When Lync 2013 clients participate in peer video calls H.264 SVC will always be used.. So although they both would support receiving those additional RTV resolutions the RTV codec itself would never be utilized. The same holds true for multiparty conference calls. Although the Lync 2013 AVMCU may support these same RTV resolutions any Lync 2010 or older RTV clients still do not support them. And, just as before, any Lync 2013 clients negotiating video with the Lync 2013 AVMCU will always utilize H.264 SVC.
So what in the heck are these new RTV resolutions included in Lync 2013 for, and why even add them when there appears to be no possible scenario in which they could be used? The answer actually lies within a recently removed configuration parameter in Lync Server 2013 which provided the capability to completely disable H.264 SVC on the Lync 2013 AVMCU for conferences. In the initial RTM version of Lync Server 2013 there was a parameter in the Set-CsMediaConfiguration cmdlet called DisableH264SVC which could be used to disable SVC on the Lync 2013 AVMCU. A restart of the service would be required to trigger the change, but afterward all Lync 2013 clients joining conference calls would utilize only RTV for video.
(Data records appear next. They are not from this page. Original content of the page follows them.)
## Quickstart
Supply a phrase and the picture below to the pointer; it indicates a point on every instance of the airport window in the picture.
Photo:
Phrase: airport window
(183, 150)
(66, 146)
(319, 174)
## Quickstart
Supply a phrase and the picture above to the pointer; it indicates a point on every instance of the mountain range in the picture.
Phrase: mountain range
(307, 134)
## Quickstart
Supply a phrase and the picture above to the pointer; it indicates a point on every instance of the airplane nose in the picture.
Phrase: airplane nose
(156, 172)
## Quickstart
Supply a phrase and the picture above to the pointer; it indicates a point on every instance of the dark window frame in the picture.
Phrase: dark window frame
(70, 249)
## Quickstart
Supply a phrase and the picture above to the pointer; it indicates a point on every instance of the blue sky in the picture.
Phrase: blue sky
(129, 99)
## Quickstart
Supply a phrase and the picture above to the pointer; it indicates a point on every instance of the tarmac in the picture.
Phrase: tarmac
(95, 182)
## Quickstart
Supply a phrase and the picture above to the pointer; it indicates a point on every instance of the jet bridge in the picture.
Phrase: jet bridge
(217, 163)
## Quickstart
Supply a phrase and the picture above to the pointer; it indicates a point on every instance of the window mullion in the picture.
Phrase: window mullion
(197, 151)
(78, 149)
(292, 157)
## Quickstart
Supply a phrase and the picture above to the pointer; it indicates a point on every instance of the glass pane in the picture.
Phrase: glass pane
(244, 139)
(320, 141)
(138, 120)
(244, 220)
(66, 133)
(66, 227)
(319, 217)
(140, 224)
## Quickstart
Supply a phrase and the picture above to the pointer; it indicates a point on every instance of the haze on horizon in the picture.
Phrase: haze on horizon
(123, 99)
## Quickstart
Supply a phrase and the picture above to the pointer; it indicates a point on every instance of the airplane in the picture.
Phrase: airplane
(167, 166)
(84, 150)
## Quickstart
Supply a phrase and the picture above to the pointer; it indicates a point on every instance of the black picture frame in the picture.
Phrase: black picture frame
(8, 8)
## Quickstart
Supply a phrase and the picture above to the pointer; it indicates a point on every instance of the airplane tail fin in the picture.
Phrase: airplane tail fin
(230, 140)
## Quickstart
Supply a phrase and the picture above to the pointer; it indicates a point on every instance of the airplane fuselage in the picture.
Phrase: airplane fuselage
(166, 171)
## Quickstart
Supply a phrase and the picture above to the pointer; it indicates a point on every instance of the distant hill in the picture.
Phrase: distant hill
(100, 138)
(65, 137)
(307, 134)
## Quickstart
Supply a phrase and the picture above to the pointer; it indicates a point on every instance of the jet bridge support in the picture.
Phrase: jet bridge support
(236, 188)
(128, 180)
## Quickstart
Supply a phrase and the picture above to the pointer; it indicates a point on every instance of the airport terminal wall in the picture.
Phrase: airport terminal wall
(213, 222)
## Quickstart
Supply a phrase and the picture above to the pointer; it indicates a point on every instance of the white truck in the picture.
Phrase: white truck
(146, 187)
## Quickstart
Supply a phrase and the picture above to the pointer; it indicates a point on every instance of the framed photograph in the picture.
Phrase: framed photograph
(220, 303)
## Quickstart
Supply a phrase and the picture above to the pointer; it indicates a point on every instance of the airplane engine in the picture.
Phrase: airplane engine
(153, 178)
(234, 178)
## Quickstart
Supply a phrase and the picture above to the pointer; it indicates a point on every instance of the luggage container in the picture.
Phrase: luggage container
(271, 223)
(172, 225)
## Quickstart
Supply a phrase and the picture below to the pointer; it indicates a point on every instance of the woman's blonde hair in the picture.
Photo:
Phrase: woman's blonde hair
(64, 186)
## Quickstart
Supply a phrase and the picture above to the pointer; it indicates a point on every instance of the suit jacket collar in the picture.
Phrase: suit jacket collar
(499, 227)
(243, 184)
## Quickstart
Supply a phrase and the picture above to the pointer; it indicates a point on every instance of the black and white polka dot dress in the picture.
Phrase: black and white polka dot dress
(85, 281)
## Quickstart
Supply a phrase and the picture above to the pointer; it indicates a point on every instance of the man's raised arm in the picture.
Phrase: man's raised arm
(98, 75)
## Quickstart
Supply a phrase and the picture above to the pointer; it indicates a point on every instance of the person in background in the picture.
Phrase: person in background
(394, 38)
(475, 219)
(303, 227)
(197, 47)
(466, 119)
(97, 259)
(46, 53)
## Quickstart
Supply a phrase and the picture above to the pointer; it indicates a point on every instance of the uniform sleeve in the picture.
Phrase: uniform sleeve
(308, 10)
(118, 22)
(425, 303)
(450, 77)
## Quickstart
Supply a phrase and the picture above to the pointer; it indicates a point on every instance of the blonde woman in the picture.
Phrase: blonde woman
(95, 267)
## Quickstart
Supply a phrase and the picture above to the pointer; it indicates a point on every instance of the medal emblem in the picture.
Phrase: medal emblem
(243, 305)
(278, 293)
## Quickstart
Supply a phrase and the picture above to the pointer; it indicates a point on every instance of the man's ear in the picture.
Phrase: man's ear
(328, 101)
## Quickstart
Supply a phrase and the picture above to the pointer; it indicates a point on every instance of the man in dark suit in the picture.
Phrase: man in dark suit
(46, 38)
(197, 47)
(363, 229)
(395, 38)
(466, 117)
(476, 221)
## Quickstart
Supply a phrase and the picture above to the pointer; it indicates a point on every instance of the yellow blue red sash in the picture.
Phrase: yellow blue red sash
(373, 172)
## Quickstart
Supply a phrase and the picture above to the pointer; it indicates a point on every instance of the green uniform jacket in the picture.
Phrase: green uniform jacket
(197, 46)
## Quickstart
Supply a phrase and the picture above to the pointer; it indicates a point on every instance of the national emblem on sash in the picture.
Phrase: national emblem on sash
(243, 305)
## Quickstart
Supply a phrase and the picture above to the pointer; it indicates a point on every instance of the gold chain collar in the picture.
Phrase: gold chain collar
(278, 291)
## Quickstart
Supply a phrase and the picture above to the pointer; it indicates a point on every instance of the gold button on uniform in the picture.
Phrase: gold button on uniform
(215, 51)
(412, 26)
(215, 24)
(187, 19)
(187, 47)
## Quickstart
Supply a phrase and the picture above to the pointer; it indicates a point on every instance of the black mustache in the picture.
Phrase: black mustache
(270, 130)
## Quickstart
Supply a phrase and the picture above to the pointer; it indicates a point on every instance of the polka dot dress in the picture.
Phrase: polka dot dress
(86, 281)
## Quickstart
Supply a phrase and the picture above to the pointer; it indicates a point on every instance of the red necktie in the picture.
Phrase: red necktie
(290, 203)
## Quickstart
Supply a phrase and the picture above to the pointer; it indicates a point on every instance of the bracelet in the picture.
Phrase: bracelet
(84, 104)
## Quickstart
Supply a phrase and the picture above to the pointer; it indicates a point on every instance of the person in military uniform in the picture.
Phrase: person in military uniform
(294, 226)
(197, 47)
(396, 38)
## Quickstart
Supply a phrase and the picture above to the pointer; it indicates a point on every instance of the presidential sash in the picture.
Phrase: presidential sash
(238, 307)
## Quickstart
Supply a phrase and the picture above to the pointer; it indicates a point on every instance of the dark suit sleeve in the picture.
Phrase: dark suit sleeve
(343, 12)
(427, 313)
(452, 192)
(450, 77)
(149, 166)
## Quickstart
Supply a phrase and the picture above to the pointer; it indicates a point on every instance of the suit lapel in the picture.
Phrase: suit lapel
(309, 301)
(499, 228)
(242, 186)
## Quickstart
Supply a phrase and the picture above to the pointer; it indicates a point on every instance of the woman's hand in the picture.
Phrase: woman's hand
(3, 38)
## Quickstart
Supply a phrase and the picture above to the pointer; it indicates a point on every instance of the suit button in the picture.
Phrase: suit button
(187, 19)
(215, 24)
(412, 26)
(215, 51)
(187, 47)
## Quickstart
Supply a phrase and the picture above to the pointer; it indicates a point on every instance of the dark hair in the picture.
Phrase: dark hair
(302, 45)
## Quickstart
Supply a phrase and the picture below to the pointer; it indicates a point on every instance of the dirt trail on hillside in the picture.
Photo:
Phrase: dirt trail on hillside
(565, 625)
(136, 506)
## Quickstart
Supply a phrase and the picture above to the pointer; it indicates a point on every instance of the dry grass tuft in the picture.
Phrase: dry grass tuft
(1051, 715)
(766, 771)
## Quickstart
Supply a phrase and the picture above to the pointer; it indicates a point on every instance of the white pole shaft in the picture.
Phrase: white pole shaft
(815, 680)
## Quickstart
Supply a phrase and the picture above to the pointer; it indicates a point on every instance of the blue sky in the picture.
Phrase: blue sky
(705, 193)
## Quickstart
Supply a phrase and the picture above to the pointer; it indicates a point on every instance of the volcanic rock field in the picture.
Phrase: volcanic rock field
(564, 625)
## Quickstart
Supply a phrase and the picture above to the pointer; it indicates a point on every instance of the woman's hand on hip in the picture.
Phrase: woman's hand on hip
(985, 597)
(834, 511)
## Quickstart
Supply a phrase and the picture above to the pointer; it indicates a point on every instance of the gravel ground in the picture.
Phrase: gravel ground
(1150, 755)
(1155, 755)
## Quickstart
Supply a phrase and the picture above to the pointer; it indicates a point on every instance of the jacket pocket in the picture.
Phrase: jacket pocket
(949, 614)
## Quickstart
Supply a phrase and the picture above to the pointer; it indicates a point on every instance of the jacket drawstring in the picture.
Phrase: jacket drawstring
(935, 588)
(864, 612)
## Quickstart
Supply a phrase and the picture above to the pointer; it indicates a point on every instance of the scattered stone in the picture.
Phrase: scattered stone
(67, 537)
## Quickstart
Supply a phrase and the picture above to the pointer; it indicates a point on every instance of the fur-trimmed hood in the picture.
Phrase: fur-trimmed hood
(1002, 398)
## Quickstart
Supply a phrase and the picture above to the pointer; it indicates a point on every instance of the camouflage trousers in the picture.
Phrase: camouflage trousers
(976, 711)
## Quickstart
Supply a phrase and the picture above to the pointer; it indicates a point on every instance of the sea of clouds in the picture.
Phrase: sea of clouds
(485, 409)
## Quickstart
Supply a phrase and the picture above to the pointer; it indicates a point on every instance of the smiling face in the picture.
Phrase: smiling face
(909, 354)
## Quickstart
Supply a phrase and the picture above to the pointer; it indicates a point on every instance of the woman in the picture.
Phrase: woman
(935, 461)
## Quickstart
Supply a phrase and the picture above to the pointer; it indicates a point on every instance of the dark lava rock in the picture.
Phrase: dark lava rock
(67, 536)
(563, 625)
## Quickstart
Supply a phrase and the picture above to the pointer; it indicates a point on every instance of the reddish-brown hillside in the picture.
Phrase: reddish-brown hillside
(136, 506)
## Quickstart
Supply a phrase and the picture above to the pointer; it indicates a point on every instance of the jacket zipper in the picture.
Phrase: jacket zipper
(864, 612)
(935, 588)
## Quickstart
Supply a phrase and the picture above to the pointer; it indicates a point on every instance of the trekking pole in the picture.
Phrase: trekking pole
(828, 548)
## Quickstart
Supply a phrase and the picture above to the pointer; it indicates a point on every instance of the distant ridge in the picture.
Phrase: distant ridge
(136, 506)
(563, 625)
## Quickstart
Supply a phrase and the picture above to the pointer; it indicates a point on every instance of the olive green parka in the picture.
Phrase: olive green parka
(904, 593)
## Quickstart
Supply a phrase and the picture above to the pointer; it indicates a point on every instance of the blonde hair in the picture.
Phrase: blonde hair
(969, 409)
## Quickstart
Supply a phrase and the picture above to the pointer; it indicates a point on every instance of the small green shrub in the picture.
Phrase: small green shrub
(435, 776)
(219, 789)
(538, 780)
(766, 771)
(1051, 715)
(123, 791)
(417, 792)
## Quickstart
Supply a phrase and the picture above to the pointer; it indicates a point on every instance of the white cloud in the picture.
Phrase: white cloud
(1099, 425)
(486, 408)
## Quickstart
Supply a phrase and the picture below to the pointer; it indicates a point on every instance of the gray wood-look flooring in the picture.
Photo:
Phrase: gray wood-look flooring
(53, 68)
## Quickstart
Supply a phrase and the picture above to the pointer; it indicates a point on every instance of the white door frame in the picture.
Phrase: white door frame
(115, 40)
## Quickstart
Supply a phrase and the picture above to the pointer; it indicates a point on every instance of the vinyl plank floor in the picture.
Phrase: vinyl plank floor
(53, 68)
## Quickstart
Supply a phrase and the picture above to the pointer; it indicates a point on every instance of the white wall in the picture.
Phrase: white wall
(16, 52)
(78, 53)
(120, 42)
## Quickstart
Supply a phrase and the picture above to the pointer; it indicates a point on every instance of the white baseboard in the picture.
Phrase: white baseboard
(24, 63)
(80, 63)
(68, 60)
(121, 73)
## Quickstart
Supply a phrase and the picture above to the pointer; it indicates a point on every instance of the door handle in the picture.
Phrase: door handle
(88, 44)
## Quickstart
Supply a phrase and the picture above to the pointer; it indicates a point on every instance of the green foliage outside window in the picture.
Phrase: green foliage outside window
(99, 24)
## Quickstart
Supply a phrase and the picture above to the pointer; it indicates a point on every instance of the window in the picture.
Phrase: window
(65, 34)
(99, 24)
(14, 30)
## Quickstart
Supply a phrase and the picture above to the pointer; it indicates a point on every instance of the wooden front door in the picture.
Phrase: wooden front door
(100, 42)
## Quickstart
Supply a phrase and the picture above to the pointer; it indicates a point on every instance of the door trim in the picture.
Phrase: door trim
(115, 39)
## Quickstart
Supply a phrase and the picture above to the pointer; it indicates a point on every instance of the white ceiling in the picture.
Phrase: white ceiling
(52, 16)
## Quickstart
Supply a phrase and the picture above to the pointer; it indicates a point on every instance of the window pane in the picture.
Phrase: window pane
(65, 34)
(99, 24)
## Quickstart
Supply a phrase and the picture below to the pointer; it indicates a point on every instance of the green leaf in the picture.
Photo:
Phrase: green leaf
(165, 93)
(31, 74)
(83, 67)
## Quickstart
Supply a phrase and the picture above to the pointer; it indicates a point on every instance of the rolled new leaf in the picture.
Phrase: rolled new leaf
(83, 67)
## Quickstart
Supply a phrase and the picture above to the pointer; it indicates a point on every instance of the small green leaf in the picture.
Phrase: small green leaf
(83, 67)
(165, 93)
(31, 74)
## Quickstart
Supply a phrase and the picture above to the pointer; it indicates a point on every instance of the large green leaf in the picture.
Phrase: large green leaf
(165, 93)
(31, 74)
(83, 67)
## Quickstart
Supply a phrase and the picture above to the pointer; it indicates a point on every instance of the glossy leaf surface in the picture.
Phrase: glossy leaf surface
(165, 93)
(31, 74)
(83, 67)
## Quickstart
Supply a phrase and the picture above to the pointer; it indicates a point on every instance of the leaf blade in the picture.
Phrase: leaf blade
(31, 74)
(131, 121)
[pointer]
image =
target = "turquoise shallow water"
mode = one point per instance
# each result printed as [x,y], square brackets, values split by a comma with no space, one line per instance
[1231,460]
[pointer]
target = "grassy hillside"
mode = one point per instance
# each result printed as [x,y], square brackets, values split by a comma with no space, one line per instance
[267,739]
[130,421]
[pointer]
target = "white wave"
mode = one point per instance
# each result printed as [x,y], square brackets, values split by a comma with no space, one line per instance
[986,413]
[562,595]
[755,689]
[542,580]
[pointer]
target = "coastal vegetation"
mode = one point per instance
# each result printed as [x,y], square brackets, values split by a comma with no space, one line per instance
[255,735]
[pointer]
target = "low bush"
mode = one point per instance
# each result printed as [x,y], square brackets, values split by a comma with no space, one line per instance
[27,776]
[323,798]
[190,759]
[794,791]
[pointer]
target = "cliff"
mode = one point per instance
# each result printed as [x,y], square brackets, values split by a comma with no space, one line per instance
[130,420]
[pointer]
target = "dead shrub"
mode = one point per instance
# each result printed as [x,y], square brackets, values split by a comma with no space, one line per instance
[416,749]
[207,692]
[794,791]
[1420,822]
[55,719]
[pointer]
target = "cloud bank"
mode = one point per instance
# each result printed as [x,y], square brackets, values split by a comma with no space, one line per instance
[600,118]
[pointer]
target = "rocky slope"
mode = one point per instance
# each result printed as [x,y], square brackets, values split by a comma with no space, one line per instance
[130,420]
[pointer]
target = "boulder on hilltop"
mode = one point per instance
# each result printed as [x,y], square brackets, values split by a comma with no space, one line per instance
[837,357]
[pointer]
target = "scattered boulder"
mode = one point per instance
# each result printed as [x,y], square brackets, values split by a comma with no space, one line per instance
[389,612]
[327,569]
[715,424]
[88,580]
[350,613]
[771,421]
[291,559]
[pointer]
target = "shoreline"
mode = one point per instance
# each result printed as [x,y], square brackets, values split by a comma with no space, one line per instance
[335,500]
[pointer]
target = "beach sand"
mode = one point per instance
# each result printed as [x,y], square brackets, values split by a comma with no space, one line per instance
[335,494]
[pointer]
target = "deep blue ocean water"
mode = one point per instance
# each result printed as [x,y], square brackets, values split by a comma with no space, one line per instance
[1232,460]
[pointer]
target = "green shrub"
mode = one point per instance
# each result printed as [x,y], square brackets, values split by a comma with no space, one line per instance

The obvious indicator to this change would be the loss of Smart Framing as cropping of the video stream was simply centered in the image and would not follow the user’s face. The media quality reports in the Monitoring server would also list the codec as ‘x-rtvc1‘. In these scenarios then the Lync 2013 clients would in theory be able to utilize the additional resolutions when negotiating media with the AVMCU. As this capability was removed in a recent cumulative update then it is no longer possible to create a scenario in which any of these additional resolutions can be utilized by forcing the use of RTV.